Ici, au bout de la rue de Rosny, vivent une vingtaine de personnes, dont huit enfants. Des Roms. Tous sont originaires de la région d’Arad, grande ville de l’ouest de la Roumanie, aux confins de la Yougoslavie et de la Hongrie, où ils vivaient du travail de la terre. Ils ont atterri sur ce terrain appartenant à la mairie après de nombreuses péripéties, abonnés aux expulsions et aux déménagements en catastrophe. Regroupés sous l’autorité d’Alex – le « chef » des lieux –, trentenaire débonnaire et débrouillard, le seul à parler français couramment, ils tentent de se construire une vie moins précaire, à l’abri des expulsions et des coups du sort. Voilà trois ans qu’ils sont ici.

Ils s’y plaisent, explique Alex, retraçant les contours de leur exil autour d’un coca chaud3 : « On a connu tellement de problèmes et d’expulsions en France – à Sevran, Saint-Denis ou Argenteuil – que cet endroit paraît, en comparaison, vraiment bien. On construit quelque chose, c’est encourageant.  »

Jouxtant les cabanes, le long des murs à pêches, trois parcelles de terrain symbolisent les espoirs de la petite communauté. Les deux premières sont dédiées à l’agriculture – l’une est occupée par un grand jardin abritant des rangées de légumes bichonnés, pommes de terre, tomates, choux ; l’autre par des arbres fruitiers, pruniers, pommiers, poiriers. La troisième devrait bientôt accueillir les nouvelles cabanes – plus spacieuses, moins délabrées – censées succéder aux habitats existants. Enracinement durable ? C’est en tout cas ce qu’espèrent les habitants du lieu et ceux qui les aident. Un pari compliqué. À quelques dizaines de mètres du camp, dans les broussailles, les nombreux déchets qui jonchent le sol, reliquats d’un autre camp expulsé manu militari fin 2010, rappellent que rien n’est gagné.

« Davantage d’autonomie »

Aux côtés des Roms de la rue de Rosny, on trouve une association, Ecodrom, fondée en 2010 par Colette Lepage. Un documentaire de Laurence Doumic, De L’Autre côté de la route, retrace la naissance de la structure, initiative individuelle devenue combat collectif : habitante de Montreuil, Colette voit plusieurs familles roms s’installer en face de chez elle, sur un talus surplombant l’A86. Un beau jour, elle traverse la route et sympathise avec ces nouveaux voisins. Puis rameute d’autres habitants du quartier, désireux de donner un coup de main. Lorsque le camp – environ 150 personnes – est expulsé, Colette et ses amis se démènent pour aider une famille avec qui ils ont noué de forts liens d’amitié. De fil en aiguille naît Ecodrom, pied de nez à l’air du temps. Colette : « Dans ce contexte déplorable qu’on connaît tous – les déclarations de Sarkozy et les politiques d’expulsion –, on a cherché un moyen de pérenniser leur présence ici, de les défendre autrement.  »
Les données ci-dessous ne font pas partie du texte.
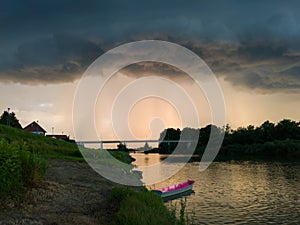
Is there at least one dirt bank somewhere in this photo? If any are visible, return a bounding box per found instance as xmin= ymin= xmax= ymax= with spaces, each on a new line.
xmin=0 ymin=159 xmax=119 ymax=225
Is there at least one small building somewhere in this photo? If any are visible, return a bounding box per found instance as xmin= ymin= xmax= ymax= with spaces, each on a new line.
xmin=46 ymin=134 xmax=70 ymax=141
xmin=23 ymin=121 xmax=47 ymax=135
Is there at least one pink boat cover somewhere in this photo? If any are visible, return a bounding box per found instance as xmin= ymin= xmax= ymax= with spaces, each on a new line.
xmin=157 ymin=180 xmax=195 ymax=193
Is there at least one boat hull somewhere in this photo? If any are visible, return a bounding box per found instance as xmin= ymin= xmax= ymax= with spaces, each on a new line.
xmin=152 ymin=180 xmax=194 ymax=198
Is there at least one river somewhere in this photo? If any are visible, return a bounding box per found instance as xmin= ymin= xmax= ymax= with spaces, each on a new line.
xmin=132 ymin=153 xmax=300 ymax=224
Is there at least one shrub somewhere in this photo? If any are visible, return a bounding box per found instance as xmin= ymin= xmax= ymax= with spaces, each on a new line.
xmin=0 ymin=139 xmax=46 ymax=197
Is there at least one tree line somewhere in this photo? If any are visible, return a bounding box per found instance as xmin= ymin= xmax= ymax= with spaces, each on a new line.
xmin=157 ymin=119 xmax=300 ymax=158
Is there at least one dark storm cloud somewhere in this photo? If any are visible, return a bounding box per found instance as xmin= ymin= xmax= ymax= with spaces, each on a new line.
xmin=0 ymin=0 xmax=300 ymax=91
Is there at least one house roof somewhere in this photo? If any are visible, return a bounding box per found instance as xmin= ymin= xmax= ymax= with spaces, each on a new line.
xmin=23 ymin=121 xmax=47 ymax=133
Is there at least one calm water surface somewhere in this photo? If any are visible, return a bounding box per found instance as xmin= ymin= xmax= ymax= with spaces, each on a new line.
xmin=132 ymin=153 xmax=300 ymax=224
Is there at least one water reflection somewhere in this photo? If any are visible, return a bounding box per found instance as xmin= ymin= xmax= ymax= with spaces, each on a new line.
xmin=134 ymin=154 xmax=300 ymax=224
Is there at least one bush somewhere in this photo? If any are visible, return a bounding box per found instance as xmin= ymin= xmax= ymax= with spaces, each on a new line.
xmin=112 ymin=187 xmax=178 ymax=225
xmin=0 ymin=139 xmax=46 ymax=197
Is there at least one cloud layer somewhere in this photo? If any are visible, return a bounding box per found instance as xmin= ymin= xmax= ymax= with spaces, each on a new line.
xmin=0 ymin=0 xmax=300 ymax=92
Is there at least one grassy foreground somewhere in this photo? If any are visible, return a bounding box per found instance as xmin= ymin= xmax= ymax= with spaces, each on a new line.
xmin=111 ymin=187 xmax=194 ymax=225
xmin=0 ymin=125 xmax=190 ymax=225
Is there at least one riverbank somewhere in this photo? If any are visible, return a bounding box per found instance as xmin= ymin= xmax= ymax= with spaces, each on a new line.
xmin=0 ymin=159 xmax=116 ymax=225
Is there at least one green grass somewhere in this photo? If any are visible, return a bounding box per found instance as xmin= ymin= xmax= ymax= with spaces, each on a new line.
xmin=111 ymin=187 xmax=195 ymax=225
xmin=0 ymin=125 xmax=132 ymax=197
xmin=0 ymin=138 xmax=46 ymax=197
xmin=111 ymin=187 xmax=178 ymax=225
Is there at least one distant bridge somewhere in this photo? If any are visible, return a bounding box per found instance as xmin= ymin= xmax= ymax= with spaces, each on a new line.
xmin=76 ymin=139 xmax=194 ymax=149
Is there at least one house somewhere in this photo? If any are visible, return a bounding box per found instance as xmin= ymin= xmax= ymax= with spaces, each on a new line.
xmin=23 ymin=121 xmax=47 ymax=135
xmin=46 ymin=134 xmax=70 ymax=141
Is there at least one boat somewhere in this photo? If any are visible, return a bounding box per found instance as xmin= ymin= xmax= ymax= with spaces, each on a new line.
xmin=151 ymin=180 xmax=195 ymax=199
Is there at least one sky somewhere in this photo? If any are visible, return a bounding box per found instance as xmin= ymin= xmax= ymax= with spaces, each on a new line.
xmin=0 ymin=0 xmax=300 ymax=139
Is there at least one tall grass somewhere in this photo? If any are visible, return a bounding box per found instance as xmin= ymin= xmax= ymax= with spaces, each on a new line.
xmin=111 ymin=187 xmax=194 ymax=225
Si d’autres associations de Montreuil mènent un travail de suivi (sanitaire, scolaire, etc.) auprès des nombreux Roms de la ville4, aucune n’a poussé aussi loin la démarche privilégiée par Ecodrom : encourager les familles concernées à développer leurs savoir-faire, tabler sur l’auto-subsistance plutôt que sur la dépendance. Christian Grisinger, sculpteur montreuillois, ancien militant reconverti dans l’associatif par volonté de privilégier le « concret », explique : « On souhaite leur donner davantage d’autonomie, en se basant sur des compétences qu’ils possèdent déjà, notamment en agriculture, en maçonnerie et dans le travail du fer. Il ne s’agit pas seulement de les aider de manière primaire, mais aussi de transmettre des savoirs, des moyens de subsistance sur le long terme. » Avant d’ajouter, résumant la démarche d’Ecodrom : «  La notion d’insertion communément admise implique que tout le monde devienne de bons petits gaulois ; c’est stupide. Les Roms ont une culture, des manières de fonctionner et des spécificités : on ne peut pas faire comme si ça n’existait pas. Il ne s’agit pas de les transformer, simplement de leur donner les moyens de se débrouiller par eux-mêmes. »
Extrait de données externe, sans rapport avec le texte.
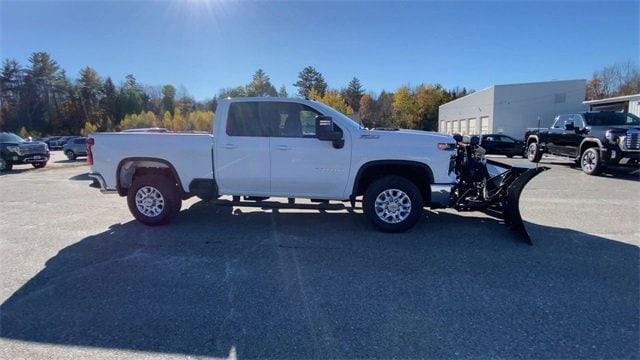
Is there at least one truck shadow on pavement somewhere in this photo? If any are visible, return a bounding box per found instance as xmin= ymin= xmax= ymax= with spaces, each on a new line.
xmin=0 ymin=202 xmax=640 ymax=358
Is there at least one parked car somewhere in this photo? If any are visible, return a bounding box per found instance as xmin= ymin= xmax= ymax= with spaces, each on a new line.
xmin=87 ymin=97 xmax=545 ymax=240
xmin=62 ymin=137 xmax=87 ymax=160
xmin=122 ymin=128 xmax=169 ymax=132
xmin=525 ymin=112 xmax=640 ymax=175
xmin=473 ymin=134 xmax=525 ymax=158
xmin=49 ymin=136 xmax=77 ymax=150
xmin=40 ymin=136 xmax=60 ymax=149
xmin=0 ymin=132 xmax=49 ymax=171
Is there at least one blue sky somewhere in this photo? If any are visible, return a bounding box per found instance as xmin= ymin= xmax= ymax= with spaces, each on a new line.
xmin=0 ymin=1 xmax=640 ymax=100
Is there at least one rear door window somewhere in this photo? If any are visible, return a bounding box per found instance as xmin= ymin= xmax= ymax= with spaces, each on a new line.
xmin=227 ymin=102 xmax=269 ymax=136
xmin=260 ymin=101 xmax=320 ymax=138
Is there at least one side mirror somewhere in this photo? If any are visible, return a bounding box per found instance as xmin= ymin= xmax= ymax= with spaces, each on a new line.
xmin=316 ymin=115 xmax=344 ymax=148
xmin=564 ymin=120 xmax=576 ymax=130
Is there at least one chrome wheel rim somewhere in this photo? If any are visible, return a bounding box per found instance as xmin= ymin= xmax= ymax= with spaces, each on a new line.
xmin=136 ymin=186 xmax=165 ymax=217
xmin=529 ymin=144 xmax=536 ymax=160
xmin=582 ymin=151 xmax=598 ymax=172
xmin=374 ymin=189 xmax=411 ymax=224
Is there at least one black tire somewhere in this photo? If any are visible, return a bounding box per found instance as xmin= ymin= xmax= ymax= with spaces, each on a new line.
xmin=363 ymin=176 xmax=423 ymax=232
xmin=580 ymin=148 xmax=603 ymax=175
xmin=0 ymin=161 xmax=13 ymax=172
xmin=527 ymin=141 xmax=542 ymax=162
xmin=127 ymin=175 xmax=182 ymax=225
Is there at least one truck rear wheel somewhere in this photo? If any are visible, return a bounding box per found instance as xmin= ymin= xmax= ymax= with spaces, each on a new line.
xmin=580 ymin=148 xmax=602 ymax=175
xmin=527 ymin=141 xmax=542 ymax=162
xmin=127 ymin=175 xmax=182 ymax=225
xmin=363 ymin=176 xmax=423 ymax=232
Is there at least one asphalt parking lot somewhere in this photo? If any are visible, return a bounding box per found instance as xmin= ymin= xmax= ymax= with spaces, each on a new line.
xmin=0 ymin=152 xmax=640 ymax=359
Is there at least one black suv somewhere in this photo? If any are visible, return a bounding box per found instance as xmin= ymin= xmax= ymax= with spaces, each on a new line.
xmin=525 ymin=112 xmax=640 ymax=175
xmin=472 ymin=134 xmax=525 ymax=158
xmin=0 ymin=132 xmax=49 ymax=171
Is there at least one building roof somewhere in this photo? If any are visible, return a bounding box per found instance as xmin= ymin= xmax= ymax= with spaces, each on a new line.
xmin=582 ymin=94 xmax=640 ymax=105
xmin=440 ymin=79 xmax=587 ymax=106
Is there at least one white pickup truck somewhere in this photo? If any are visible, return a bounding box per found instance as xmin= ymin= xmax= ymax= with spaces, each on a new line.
xmin=88 ymin=98 xmax=552 ymax=238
Les cultures vivrières développées rue de Rosny et – depuis peu – sur un terrain situé rue Emile Beaufils5, s’inscrivent dans cette idée. Tout comme l’atelier Eco-Fer, lancé en février 2011, dans lequel travaillent à temps plein cinq Roms. Ces derniers (et leurs familles) sont installés à La Boissière, dans le Haut-Montreuil, où ils bénéficient d’un habitat en dur et d’une salle de soutien scolaire6. Dans l’atelier en lui-même, plutôt spacieux, des machines pour travailler le métal et une trentaine de meubles et objets en matériaux de récupération : chaises et lampes en acier, tables basses en verres, etc. Une récente exposition parisienne, couronnée de nombreuses ventes, a prouvé la viabilité financière du projet. Reste à atteindre un autre objectif, clairement affiché : que les apprentis ouvriers puissent gérer le lieu seuls, sans l’aide d’un professionnel comme Christian.
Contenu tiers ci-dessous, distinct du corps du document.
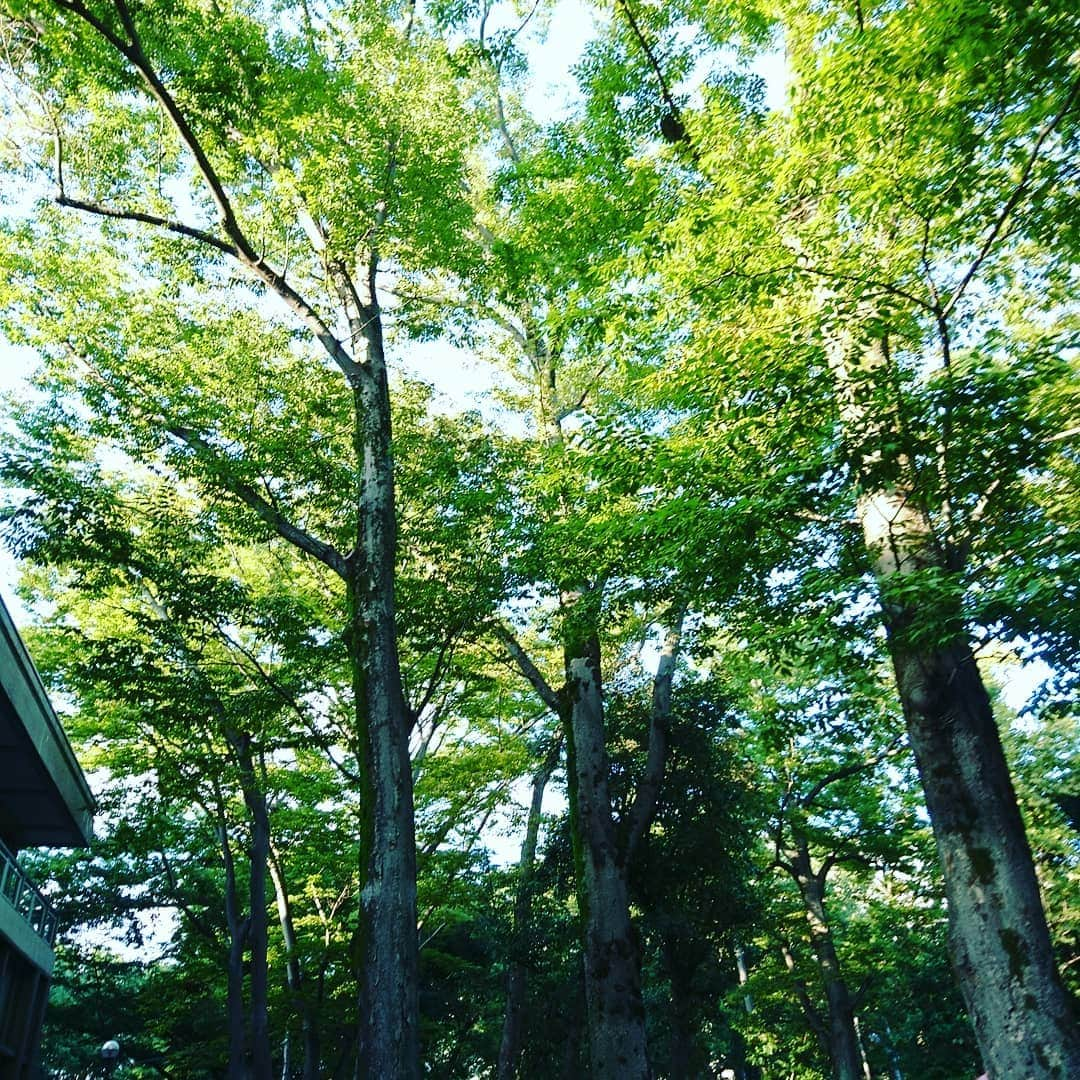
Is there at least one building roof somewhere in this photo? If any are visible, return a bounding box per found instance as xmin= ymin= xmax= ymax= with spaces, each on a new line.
xmin=0 ymin=598 xmax=95 ymax=850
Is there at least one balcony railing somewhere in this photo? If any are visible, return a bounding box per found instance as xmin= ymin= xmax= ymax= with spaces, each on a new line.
xmin=0 ymin=843 xmax=56 ymax=945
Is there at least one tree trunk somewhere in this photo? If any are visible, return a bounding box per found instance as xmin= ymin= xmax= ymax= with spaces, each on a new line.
xmin=269 ymin=848 xmax=321 ymax=1080
xmin=793 ymin=839 xmax=863 ymax=1080
xmin=218 ymin=807 xmax=247 ymax=1080
xmin=564 ymin=617 xmax=650 ymax=1080
xmin=887 ymin=591 xmax=1080 ymax=1080
xmin=230 ymin=733 xmax=273 ymax=1080
xmin=662 ymin=931 xmax=703 ymax=1080
xmin=346 ymin=313 xmax=420 ymax=1080
xmin=497 ymin=739 xmax=561 ymax=1080
xmin=833 ymin=332 xmax=1080 ymax=1080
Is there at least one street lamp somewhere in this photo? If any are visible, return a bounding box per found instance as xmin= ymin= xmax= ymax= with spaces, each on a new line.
xmin=102 ymin=1039 xmax=120 ymax=1076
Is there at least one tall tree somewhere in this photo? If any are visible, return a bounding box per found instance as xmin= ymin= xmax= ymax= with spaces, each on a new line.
xmin=643 ymin=4 xmax=1080 ymax=1076
xmin=3 ymin=0 xmax=486 ymax=1077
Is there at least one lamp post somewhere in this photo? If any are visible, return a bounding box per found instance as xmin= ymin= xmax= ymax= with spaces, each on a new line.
xmin=100 ymin=1039 xmax=120 ymax=1076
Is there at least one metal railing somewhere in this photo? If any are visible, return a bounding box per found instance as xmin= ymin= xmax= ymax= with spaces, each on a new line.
xmin=0 ymin=842 xmax=56 ymax=945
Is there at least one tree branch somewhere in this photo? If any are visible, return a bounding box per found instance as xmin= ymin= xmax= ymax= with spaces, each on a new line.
xmin=53 ymin=0 xmax=364 ymax=383
xmin=622 ymin=600 xmax=687 ymax=863
xmin=798 ymin=737 xmax=900 ymax=810
xmin=166 ymin=424 xmax=347 ymax=578
xmin=942 ymin=69 xmax=1080 ymax=318
xmin=491 ymin=623 xmax=564 ymax=716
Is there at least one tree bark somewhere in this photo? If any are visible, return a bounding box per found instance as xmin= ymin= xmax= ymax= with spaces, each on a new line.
xmin=833 ymin=334 xmax=1080 ymax=1080
xmin=346 ymin=304 xmax=420 ymax=1080
xmin=792 ymin=838 xmax=863 ymax=1080
xmin=496 ymin=739 xmax=562 ymax=1080
xmin=218 ymin=806 xmax=247 ymax=1080
xmin=269 ymin=848 xmax=321 ymax=1080
xmin=228 ymin=732 xmax=272 ymax=1080
xmin=564 ymin=617 xmax=650 ymax=1080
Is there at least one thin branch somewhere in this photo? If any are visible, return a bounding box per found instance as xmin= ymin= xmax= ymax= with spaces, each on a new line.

« Pour vivre autrement que de la manche »

Le raisonnement à l’origine de la naissance d’Ecodrom est basique ; et imparable. Quand ils arrivent en France, chassés de leur pays par la nécessité économique, la plupart des Roms ne parlent pas français et peinent à trouver du travail, sinon sous-payé et au noir. Hors la mendicité ou la magouille, peu de solutions. Lors d’une récente manifestation contre les politiques d’expulsion, une pancarte proclamait ainsi : « Pour vivre autrement que de la manche  ». Alex a connu ça, dès son premier séjour en France, il y a treize ans : « C’était l’horreur. J’étais avec un ami, et on ne trouvait presque jamais de travail, d’autant qu’on ne parlait pas un mot de français. Alors, je faisais la manche. Je suis rentré en Roumanie au bout de trois semaines, je n’en pouvais plus. » Il a ensuite alterné petits boulots et mendicité, en France mais aussi en Espagne et au Portugal. Aujourd’hui, lui et sa femme parviennent à joindre les deux bouts en donnant des coups de main à des amis tsiganes embauchés sur des chantiers de nettoyage. Précaire, mais suffisant pour envoyer un peu d’argent à ceux qui sont restés au pays. Et rêver d’un avenir où Alex construirait une petite maison de vacances à côté de celle de sa mère, en Roumanie.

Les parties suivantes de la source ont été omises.